Liebes Tagungspräsidium, liebe Delegierte, liebe Freundinnen und Freunde, meine sehr geehrten Damen und Herren. Wir, die CDU, wir haben drei nicht ganz einfache Jahre erlebt und wir haben eine schwere Niederlage bei der Bundestagswahl im letzten Jahr hinnehmen müssen. Aber diese Zeit liegt jetzt hinter uns. Von diesem Parteitag geht ein kraftvolles Signal des Aufbruchs und der Erneuerung der CDU aus. Wir haben unser Selbstvertrauen nicht verloren und auch nicht unsere staatsbürgerliche Verantwortung für unser Land. Gerade wegen der neuen Regierung hier in Berlin hat Deutschland Anspruch auf eine Union aus CDU und CSU, die dem Land weiter dient, die Antworten gibt auf die drängenden Fragen unserer Zeit, und die als Opposition von heute zunächst den Anspruch an sich selbst stellt, wieder die Regierung von morgen sein zu können.

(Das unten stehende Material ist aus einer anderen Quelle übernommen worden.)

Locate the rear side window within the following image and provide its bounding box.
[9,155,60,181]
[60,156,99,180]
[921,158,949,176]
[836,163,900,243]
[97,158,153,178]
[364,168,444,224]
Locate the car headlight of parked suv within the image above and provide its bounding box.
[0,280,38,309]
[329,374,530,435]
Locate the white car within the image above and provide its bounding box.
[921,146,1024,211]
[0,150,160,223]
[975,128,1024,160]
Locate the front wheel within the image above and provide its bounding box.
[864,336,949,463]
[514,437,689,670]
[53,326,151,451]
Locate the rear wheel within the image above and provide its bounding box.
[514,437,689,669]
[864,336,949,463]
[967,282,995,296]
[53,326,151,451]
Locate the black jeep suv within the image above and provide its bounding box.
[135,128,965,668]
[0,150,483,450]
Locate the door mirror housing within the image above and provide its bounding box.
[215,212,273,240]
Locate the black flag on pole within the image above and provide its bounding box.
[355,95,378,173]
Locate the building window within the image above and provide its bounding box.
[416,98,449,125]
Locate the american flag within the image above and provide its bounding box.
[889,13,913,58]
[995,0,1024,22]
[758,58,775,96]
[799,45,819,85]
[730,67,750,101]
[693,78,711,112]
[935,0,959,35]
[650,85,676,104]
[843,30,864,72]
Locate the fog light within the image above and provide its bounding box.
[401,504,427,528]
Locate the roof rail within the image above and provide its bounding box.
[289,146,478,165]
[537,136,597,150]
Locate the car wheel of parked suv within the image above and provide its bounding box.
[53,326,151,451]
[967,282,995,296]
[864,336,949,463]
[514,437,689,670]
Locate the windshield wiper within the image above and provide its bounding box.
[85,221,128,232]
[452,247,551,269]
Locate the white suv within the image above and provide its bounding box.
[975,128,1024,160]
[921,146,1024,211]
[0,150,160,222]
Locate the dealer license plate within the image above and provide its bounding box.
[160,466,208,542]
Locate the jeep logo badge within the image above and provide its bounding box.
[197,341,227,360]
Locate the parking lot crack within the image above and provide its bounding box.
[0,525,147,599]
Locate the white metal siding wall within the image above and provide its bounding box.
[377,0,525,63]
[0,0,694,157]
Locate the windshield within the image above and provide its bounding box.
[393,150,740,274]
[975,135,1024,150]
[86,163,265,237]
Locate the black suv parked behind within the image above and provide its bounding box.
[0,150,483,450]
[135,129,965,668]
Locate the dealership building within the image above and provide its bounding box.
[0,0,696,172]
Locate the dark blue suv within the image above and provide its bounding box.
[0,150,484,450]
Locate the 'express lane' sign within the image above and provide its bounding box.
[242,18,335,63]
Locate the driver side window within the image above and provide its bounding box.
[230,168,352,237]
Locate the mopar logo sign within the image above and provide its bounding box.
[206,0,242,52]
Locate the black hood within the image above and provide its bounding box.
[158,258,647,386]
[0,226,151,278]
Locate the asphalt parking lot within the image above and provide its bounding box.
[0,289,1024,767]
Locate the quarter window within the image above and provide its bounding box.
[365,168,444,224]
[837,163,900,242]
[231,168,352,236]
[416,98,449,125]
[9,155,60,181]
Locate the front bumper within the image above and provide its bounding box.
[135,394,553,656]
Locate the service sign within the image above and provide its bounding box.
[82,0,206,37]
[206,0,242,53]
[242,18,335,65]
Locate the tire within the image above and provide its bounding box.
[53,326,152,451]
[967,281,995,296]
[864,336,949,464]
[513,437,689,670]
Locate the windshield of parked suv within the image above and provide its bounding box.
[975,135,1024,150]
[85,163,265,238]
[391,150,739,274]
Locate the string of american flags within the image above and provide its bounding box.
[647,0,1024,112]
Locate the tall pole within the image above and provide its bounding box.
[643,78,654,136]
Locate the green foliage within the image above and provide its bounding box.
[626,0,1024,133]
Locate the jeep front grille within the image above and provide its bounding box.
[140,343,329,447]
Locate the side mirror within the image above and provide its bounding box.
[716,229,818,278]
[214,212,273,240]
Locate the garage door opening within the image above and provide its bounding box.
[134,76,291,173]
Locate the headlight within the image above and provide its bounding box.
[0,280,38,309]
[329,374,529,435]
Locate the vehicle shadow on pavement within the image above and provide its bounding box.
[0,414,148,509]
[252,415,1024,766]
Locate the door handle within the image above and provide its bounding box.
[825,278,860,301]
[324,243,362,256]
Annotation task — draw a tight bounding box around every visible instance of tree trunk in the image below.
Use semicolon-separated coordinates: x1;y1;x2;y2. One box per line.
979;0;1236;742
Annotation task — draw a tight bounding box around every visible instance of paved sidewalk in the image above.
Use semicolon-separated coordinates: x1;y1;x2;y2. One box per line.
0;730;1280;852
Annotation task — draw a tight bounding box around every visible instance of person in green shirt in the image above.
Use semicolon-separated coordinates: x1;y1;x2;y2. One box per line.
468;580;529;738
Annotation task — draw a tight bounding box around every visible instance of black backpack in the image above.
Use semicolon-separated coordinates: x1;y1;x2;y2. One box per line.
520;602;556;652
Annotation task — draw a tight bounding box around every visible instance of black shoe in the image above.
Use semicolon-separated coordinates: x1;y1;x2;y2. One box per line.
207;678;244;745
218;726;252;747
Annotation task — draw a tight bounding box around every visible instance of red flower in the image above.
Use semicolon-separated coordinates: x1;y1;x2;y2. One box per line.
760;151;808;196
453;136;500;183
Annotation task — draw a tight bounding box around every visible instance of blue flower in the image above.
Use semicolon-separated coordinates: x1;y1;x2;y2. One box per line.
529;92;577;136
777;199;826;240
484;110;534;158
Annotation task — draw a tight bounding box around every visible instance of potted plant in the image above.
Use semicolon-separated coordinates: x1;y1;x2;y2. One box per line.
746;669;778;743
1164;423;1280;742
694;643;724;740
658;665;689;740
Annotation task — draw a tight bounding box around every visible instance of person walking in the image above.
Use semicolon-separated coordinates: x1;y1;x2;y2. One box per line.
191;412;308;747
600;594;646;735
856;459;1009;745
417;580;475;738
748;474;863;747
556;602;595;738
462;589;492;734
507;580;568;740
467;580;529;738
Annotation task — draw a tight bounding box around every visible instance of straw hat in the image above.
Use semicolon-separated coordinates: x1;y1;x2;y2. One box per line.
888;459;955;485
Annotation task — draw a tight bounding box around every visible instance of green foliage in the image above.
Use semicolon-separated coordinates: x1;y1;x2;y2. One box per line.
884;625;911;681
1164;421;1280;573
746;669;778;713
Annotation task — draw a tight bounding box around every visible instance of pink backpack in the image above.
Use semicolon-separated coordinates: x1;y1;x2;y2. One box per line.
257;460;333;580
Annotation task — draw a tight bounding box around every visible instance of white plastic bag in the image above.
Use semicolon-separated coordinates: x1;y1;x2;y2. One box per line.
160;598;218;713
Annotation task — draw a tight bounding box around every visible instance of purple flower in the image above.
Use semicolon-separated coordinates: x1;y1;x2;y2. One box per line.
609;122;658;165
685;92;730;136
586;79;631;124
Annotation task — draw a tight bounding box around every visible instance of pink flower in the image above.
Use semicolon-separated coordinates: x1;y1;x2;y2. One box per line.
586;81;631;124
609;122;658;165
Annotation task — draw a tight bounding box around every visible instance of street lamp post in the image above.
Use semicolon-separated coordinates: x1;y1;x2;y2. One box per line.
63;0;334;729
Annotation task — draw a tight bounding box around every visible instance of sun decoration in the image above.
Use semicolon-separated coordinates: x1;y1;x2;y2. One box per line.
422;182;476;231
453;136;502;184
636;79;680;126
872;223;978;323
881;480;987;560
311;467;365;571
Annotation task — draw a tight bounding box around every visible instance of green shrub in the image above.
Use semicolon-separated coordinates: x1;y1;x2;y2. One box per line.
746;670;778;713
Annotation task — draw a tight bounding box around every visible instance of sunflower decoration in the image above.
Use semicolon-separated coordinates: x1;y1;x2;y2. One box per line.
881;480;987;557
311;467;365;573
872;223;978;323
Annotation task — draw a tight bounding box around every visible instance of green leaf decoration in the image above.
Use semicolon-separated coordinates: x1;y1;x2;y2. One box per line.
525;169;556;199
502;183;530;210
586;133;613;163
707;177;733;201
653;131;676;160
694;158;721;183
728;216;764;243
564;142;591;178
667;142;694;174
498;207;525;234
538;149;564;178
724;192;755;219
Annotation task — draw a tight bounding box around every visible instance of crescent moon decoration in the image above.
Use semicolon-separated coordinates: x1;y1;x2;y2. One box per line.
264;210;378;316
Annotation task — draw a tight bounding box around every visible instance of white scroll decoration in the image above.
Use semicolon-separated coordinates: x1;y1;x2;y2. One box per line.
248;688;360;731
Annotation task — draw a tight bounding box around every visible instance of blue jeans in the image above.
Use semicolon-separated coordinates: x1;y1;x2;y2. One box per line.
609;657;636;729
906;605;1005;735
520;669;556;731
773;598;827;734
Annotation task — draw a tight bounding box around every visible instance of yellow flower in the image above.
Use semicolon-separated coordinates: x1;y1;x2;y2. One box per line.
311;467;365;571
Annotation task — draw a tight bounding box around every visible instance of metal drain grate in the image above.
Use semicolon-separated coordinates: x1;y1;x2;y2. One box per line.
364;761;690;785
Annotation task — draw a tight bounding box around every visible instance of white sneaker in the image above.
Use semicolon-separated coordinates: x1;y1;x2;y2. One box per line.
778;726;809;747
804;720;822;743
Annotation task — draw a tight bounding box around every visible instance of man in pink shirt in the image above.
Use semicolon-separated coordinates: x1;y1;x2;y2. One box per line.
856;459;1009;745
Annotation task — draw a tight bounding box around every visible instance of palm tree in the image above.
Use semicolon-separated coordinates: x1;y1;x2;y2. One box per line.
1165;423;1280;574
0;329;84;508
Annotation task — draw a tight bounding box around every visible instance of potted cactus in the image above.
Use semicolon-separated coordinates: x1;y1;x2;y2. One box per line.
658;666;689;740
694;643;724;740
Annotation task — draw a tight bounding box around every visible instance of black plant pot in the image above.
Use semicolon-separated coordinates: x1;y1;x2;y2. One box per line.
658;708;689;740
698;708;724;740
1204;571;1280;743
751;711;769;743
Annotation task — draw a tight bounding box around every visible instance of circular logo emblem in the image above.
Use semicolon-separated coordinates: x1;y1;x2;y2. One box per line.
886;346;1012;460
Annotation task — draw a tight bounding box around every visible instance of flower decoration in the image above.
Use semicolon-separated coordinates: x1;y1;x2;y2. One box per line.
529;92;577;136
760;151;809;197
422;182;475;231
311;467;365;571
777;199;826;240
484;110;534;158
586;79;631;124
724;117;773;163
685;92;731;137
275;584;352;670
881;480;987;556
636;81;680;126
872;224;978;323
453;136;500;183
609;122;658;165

Täuschen wir uns nicht, bis dahin kann es ein weiter Weg sein. Wie lang der Weg wirklich wird, liegt nicht allein, aber auch an uns. Wenn wir uns streiten, wenn wir in alle Himmelsrichtungen auseinanderlaufen, wenn wir ein unklares Bild abgeben, wenn wir bei den Themen nicht auf der Höhe der Zeit sind, dann wird es möglicherweise sehr lange dauern und selbst dann ist es nicht gesagt, dass es überhaupt gelingt. Wenn wir aber schnell Tritt fassen, wenn wir offen sind für interessante Diskussion, wenn wir einfach Freude daran haben, an der Gestaltung unseres Landes, an der Gestaltung der Europäischen Union und vor allem an der Verbesserung der Lebensbedingungen der Menschen in unserem Land aktiv mitzuwirken, dann kann in der Niederlage auch zugleich ein neuer Anfang, eine neue Chance für uns liegen.

Ich bin jedenfalls fest entschlossen, diese Chance mit Ihnen allen, mit dem neuen Präsidium, mit dem neuen Bundesvorstand, mit allen unseren Mandatsträgern, mit unseren Mitgliedern und auch mit denen die neu dazu kommen wollen, mit Ihnen allen zusammen bin ich fest entschlossen, diese Chance zu nutzen. Wir müssen in der neuen Rolle, in der wir sind, gleich drei Aufgaben zeitgleich lösen: Erstens, wir müssen kraftvolle Opposition im Bund sein.  Zweitens, wir wollen Wahlen in den Ländern gewinnen. Und schließlich drittens, nur Opposition zu sein reicht nicht. Wir wollen eigene Antworten geben und auch ein neues Grundsatzprogramm verfassen.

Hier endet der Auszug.